Sentencings will be continued beyond January 15 unless all parties agree to an earlier date.  

The Metropolitan Police Department and other D.C. law enforcement agencies will continue to have increased authority to release suspects in advance of their arraignment. 

The Criminal Division hopes to resume non-jury trials in misdemeanor cases for defendants who are being detained on the charges.  The trials will be held in a partially remote courtroom.  There are no plans to resume jury trials at this time.  

The Criminal Division will also schedule “motion hearings in detained cases in which the parties agree that the motion will be dispositive.”  For example, the Court will hold hearings on motions to suppress evidence in cases in which the Court’s ruling will determine the outcome of the case.  If the defendant prevails on the motion, the government will dismiss the charges.  If the Courts denies the motion, the defendant will agree to a stipulated trial or guilty plea.  

Partially remote courtrooms will include:

–C10 (arraignments, presentments, bench warrant returns and extraditions); 

–Room 112 (non-evidentiary hearings to include pretrial and probation show cause hearings and walk-in bench warrants); 

–Rooms 203, 211, and 215 (preliminary hearings for detained defendants);

–Rooms 201, 202 and 316 (detained non-jury trials and dispositive motion hearings).

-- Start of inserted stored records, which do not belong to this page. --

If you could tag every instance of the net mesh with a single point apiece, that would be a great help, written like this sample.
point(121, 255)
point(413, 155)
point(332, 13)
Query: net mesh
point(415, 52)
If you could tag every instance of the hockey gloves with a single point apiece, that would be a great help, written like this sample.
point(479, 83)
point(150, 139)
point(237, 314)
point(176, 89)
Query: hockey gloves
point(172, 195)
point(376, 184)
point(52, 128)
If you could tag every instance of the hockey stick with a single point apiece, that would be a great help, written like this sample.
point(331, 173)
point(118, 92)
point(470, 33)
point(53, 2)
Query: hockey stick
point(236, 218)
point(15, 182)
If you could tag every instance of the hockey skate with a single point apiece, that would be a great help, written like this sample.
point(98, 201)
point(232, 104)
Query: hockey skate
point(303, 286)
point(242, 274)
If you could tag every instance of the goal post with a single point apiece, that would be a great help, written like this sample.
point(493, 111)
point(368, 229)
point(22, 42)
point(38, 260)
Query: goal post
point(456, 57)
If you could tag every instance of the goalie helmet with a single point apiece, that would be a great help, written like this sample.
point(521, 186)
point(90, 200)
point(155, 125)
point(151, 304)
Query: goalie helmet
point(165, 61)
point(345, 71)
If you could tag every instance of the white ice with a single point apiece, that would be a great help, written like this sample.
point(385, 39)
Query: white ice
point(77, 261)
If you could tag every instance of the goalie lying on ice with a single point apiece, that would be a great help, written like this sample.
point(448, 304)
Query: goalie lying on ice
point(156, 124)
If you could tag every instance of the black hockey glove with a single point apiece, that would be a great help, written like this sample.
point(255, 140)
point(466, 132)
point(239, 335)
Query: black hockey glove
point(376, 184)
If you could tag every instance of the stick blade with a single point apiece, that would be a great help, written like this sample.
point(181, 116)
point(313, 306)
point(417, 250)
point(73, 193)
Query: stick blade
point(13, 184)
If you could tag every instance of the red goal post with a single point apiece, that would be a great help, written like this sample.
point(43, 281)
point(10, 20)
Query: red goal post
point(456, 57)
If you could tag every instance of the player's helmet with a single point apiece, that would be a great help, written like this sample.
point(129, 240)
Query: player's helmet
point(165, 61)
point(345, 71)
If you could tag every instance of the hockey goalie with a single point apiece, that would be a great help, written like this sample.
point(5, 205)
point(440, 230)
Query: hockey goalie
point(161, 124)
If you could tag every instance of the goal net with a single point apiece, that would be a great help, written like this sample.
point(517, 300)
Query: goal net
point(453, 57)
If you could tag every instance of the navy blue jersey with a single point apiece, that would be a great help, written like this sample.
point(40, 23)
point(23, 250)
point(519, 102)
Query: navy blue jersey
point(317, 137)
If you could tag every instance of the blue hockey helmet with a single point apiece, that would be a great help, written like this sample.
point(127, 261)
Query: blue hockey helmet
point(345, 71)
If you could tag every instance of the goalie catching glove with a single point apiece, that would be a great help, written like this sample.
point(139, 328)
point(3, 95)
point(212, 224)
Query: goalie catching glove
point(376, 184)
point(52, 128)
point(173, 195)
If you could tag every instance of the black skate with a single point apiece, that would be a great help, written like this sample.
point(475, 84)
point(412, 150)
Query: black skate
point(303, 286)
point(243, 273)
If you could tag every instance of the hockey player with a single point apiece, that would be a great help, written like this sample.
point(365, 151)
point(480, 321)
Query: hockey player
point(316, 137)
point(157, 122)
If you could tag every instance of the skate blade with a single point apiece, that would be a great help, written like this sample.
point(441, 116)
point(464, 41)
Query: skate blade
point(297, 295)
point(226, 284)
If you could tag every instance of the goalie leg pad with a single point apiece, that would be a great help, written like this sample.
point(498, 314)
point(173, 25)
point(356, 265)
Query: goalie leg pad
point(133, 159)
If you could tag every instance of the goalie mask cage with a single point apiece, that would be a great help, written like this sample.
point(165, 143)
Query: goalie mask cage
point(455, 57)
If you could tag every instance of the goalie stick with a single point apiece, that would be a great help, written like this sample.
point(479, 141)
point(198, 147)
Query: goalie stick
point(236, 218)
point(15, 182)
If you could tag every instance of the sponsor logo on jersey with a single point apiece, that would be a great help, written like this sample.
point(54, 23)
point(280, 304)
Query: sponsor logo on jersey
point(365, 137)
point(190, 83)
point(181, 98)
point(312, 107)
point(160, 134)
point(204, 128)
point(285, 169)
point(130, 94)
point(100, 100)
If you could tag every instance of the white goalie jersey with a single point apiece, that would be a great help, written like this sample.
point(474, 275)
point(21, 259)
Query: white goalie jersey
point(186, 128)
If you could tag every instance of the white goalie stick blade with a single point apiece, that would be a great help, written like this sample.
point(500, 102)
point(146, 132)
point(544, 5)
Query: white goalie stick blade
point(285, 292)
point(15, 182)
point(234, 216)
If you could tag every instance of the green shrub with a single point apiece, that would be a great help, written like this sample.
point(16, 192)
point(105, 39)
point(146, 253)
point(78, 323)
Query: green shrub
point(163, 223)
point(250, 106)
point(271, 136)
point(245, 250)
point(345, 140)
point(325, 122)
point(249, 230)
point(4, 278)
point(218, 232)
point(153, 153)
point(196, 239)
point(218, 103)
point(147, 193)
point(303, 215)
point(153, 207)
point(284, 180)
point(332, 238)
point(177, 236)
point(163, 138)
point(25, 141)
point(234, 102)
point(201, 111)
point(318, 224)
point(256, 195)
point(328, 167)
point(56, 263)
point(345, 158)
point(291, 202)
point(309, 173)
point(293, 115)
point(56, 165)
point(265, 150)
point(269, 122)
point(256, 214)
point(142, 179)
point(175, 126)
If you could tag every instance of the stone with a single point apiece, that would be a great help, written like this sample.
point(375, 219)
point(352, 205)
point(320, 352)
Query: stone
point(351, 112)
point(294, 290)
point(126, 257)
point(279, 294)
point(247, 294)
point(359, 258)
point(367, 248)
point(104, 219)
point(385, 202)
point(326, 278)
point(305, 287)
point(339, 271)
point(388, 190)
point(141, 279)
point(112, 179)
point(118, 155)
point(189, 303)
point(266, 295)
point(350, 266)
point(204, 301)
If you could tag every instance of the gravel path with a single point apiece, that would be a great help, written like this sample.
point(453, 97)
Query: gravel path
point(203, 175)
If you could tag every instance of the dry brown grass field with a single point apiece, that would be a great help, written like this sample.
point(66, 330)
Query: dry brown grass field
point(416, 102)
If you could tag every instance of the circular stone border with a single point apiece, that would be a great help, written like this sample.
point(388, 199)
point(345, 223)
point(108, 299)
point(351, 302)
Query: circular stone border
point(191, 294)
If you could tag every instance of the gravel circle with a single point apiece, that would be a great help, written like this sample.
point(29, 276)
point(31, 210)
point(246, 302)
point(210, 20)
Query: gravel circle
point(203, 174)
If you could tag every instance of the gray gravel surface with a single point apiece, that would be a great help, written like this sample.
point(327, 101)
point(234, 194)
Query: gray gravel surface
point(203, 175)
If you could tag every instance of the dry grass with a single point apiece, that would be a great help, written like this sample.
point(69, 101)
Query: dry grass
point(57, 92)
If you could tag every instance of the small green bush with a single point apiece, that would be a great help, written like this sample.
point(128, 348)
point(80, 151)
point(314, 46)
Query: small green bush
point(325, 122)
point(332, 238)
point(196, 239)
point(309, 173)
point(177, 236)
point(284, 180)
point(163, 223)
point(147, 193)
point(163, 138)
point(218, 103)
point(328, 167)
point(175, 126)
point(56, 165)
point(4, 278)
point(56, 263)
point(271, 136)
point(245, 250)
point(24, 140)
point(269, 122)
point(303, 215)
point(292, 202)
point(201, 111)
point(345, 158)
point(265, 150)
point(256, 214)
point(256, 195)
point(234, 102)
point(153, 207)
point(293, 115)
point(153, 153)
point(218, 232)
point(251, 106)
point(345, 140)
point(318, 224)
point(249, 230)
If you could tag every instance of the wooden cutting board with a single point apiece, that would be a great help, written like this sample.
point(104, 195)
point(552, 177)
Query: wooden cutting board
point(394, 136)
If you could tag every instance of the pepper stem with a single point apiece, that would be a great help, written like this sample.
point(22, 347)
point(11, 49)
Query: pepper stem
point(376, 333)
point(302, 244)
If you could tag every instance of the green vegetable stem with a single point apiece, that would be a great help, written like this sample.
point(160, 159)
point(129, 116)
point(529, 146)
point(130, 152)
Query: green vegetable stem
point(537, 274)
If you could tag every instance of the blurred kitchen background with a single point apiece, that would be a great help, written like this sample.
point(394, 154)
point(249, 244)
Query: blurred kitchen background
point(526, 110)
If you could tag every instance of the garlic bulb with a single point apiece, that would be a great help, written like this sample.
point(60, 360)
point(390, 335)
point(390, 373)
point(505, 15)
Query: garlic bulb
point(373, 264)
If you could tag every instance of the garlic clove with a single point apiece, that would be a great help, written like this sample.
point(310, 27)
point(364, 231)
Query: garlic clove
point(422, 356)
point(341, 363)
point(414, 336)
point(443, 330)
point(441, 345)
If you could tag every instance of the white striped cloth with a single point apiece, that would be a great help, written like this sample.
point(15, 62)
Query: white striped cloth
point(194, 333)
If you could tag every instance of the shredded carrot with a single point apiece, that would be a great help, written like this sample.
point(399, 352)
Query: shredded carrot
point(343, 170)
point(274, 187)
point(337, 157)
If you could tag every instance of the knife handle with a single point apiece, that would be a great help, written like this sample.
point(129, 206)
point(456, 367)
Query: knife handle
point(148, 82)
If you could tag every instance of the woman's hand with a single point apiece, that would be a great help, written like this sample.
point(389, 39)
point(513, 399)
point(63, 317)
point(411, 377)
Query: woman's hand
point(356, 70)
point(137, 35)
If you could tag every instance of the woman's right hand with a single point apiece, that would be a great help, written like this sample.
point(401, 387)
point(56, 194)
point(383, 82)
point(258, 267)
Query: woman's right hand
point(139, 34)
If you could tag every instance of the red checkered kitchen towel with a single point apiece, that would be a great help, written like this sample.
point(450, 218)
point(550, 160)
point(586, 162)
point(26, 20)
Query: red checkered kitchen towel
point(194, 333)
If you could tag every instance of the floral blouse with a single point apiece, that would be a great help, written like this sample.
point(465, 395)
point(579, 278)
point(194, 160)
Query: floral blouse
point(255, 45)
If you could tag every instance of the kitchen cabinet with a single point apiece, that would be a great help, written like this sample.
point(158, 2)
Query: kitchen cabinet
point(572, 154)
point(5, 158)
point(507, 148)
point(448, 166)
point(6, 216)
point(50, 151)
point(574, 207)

Remote courtrooms will include:

–Room 111 (non-detained matters, including entry and completion of deferred prosecution and sentencing agreements, dispositions, show cause hearings and sentencings); 

–Room 115 (remote detained substantive non-evidentiary matters, including emergency bond review motions);

–Room 210 (remote detention hearings and other detained substantive non-evidentiary matters;

–Room 213 (remote detained substantive non-evidentiary matters in the morning, including dispositions, waivers of preliminary hearings, sentencings, etc, and, in the afternoon, detained initial scheduling conferences with the defendant’s appearance waived);

–Rooms 218 and 311 (remote detained matters from the Department of Youth Services and the Bureau of Prisons for substantive non-evidentiary matters and non-detained matters before the case judge);

–Room 220 (remote non-emergency probation show cause hearings);

–Room 312 (remote non-detained matters prosecuted by the Office of the U.S. Attorney, including entry or completion of deferred prosecution or sentencing agreements, dispositions and sentencings);

–Room 313 (remote non-detained matters prosecuted by the Office of the Attorney General, including entry or completion of deferred prosecution or sentencing agreements, dispositions and sentencings);

–Rooms 314 and 321 (remote scheduling hearings in detained matters previously scheduled with the defendant’s appearance waived); and

–Room 317 (remote mental observation and contested competency hearings from St. Elizabeth’s Hospital).